It's designed with embedded systems in mind, but has support for all kinds of other stuff, too. It also has some very advanced binary patching capabilities.
I've been using unp (https://manpages.ubuntu.com/manpages/focal/man1/unp.1.html), which is just a wrapper around standard cli tools for unpacking things (tar, xz, unzip, etc).
It seems pretty dated by now, good to see some replacements!
If you’re looking for a general-purpose extractor for known, common archive formats, bsdtar is really nice these days; it’s libarchive-based and does way more than just tarballs (extracts zip, rar, and 7z as well as all the common compression formats on top of tar plus a bunch of others).
Not really in the same class of tools as unblob, but handy to have around regardless.
apack/aunpack from the atool suite for me [0]. Funny how many solutions exist for this problem. Though I think Unblob is aiming more for binwalk's niche [1].
The atool suite is great but only supports well formatted files. The idea with unblob is to precisely identify valid chunks of data within arbitrary files, carve them out, then decompress/extrat/convert them. You would not believe how many embedded devices vendors custom formats is just a loose aggregation of almost standard archive and compression packed up in a single file :D
Yes, we developed a framework "unblob core" which can be extended easily [1] to any use-case. For example, a separate Python package could contain format specifications for "forensic analysis" or "game assets" (these two came to my mind, because we already got requests for them).
It's in Python and is able to deserialize Unity archives, treating them as a serialization format rather than a simple archive format. Feel free to email me if you want to integrate something like this or you have questions :)
The main difference is that binwalk goes through a file linearly, searching for patterns like magic bytes, and tries to extract everything it finds.
The problems with this:
- very noisy, finding a lot of false positives (license code, format inside another format, etc).
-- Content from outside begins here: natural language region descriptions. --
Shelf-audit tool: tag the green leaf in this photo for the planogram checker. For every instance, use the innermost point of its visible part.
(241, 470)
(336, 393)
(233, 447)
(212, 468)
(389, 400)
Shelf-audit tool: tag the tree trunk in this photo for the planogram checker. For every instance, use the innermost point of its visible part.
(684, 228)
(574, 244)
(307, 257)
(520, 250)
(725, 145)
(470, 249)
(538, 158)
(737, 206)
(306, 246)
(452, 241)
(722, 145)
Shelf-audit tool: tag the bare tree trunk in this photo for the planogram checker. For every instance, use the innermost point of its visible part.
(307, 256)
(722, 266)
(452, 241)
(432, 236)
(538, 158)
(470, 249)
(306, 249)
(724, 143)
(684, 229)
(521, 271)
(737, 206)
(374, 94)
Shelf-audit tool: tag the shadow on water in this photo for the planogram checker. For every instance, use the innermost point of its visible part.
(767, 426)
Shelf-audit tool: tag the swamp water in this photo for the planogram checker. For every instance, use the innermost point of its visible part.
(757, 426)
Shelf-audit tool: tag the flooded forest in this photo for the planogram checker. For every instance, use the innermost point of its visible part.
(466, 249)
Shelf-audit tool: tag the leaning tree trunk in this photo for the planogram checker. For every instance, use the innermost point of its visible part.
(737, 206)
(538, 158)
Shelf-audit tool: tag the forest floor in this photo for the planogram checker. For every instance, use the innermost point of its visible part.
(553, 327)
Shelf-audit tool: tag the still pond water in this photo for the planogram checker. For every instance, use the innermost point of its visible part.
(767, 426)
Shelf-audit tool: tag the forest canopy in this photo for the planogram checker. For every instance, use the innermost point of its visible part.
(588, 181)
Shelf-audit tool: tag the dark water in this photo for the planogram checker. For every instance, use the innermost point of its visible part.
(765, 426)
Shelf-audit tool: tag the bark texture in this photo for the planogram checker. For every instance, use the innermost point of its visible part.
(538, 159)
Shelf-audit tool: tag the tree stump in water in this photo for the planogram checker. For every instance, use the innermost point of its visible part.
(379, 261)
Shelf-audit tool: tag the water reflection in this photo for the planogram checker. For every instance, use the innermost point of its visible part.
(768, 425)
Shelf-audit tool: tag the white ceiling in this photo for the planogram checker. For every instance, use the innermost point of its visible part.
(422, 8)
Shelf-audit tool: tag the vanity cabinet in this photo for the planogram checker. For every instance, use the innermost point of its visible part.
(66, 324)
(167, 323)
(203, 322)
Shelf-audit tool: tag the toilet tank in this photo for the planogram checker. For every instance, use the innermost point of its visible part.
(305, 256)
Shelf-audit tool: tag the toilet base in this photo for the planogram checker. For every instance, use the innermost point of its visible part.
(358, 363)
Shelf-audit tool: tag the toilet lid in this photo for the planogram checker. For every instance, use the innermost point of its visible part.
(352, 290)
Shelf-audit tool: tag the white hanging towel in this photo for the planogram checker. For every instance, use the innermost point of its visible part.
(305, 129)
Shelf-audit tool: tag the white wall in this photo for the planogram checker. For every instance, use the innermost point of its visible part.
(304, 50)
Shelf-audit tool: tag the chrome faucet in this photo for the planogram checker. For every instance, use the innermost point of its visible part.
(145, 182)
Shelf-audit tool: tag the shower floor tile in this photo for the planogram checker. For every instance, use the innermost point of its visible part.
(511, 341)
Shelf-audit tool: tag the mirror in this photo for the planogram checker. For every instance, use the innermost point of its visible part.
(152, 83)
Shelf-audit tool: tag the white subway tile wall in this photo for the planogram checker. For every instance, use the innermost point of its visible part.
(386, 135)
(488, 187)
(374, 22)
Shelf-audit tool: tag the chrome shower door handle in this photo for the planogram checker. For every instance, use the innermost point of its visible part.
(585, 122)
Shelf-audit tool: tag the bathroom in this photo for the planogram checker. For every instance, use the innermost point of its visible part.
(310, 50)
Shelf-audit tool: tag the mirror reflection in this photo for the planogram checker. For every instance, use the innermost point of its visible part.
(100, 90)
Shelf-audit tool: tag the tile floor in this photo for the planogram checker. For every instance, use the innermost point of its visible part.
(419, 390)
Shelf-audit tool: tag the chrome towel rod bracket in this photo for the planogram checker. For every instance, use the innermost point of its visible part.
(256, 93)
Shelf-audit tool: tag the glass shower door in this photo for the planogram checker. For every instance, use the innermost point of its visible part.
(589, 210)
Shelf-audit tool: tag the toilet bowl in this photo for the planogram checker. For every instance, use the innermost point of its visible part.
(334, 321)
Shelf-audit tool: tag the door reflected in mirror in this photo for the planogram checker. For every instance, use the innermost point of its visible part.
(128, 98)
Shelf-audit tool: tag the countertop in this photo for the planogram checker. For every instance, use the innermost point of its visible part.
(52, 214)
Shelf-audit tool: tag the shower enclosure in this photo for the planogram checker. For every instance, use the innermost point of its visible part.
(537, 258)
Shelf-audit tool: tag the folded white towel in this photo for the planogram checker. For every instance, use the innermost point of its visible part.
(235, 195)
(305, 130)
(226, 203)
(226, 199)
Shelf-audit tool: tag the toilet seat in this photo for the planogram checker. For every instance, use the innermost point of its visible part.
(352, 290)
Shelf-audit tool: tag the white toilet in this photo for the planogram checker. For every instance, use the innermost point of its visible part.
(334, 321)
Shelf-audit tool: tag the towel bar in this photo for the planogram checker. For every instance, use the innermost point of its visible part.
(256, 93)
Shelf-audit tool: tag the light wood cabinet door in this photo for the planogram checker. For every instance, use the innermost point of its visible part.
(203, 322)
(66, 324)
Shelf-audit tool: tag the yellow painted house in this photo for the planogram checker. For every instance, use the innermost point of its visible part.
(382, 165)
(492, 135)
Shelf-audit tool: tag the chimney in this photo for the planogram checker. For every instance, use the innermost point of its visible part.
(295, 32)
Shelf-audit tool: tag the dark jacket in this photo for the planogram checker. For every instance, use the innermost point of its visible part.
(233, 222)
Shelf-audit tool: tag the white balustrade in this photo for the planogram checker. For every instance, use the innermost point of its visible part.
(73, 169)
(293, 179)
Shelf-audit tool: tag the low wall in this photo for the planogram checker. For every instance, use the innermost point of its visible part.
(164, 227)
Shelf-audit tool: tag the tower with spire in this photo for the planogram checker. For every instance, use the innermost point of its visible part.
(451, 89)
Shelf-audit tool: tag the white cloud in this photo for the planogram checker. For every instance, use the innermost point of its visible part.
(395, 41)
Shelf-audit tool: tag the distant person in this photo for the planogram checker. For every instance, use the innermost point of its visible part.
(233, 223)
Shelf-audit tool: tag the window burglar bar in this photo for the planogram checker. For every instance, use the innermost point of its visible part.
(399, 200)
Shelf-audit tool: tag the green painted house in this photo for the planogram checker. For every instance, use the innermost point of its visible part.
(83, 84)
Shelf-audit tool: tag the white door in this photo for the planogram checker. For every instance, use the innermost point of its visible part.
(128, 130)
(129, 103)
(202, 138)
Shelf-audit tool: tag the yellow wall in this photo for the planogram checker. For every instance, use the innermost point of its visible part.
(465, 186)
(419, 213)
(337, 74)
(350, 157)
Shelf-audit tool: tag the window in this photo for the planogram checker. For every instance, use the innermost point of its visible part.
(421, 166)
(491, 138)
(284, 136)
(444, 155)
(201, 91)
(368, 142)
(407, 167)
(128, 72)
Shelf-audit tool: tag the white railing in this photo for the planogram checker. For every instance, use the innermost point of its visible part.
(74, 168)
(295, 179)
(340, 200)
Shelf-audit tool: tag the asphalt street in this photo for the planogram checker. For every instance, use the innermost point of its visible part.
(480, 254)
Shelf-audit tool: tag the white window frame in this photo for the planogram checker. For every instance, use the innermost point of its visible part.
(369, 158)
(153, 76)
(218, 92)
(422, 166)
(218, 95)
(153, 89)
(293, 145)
- very slow, trying to extract irrelevant things
- imprecise, because it finds patterns in the middle of a file, where it's actually not relevant on the first level of extraction
unblob solves these problems by being smarter about the file formats, recognizing them by their specification, for example unpacks format header structs and carves out files based the information in the header (size, offset).
See a simple example for NTFS [1].
We also went to great lengths preventing unnecessary work by skipping formats inside another [2].
We are using hyperscan [3] instead of grepping byte sequences with Python, which is orders of magnitudes faster. It can also handle 4Gb+ files because of this which binwalk cannot.
It's used for a year now in production and it's way more precise and faster than binwalk. We are getting less false-positives too, and even if unblob fails to extract everything, we still get meaningful information out of firmwares, where binwalk just failed with no output previously.
Indeed, it's a smarter alternative for binwalk, which we started because binwalk was not a good fit for us :) Should probably include comparison somewhere in the docs.
Adding a comparison, or at least the clear differentiators, to the documentation would be very helpful.
As someone who uses `binwalk` extensively in a professional setting, with tooling built around `binwalk`, it would be useful to see (a) how `unblob` would integrate and (b) if it could be a replacement or supplemental.
This looks awesome! Looking forward to trying it over binwalk!
I'd be great if you could get it building on aarch64 and non-Linux system, I've tried adding the flake to my nix dotfiles on Mac, but quickly realized you support only x86_64-linux for now.
Very cool - something I don't expect to need very often but likely critical when I do. I can't help but feel there was a missed opportunity to name it 'unpackman'
Does anyone know of something similar for text file formats? In particular something that makes it easy to work with legacy fixed width record file formats?
If you're talking about Intel HEX and Motorola S-Records, we developed unblob handlers for them. They're not public at the moment, but I can assure you it works.
I'm writing a cli photo/video manager and have all of these parsers written but png. Fun, but would be better to replace it all with a mature lib. I think I've seen a python lib that parses everything but can't remember the name.
No, sorry for being unclear, I mean if the archive contains a toplevel folder e.g. binutils-1.0.0, that I can rename it to binutils before extracting (so I don't end up with the binutils-1.0.0 on my filesystem), and preferably in such a way that I don't have to know the toplevel folder name before extracting.
There are multiple reasons: 1. it already supports more formats [1] than atool.
2. It's written in Python and easily extendable by anyone interested supporting their own formats. [2]
3. It's probably faster because of hyperscan.
4. More reasons :) [3]
If you're interested in something similar that can put things back together after you've modified them, check out OFRAK:
https://github.com/redballoonsecurity/ofrak
It's designed with embedded systems in mind, but has support for all kinds of other stuff, too. It also has some very advanced binary patching capabilities.
I work on it as part of my day job.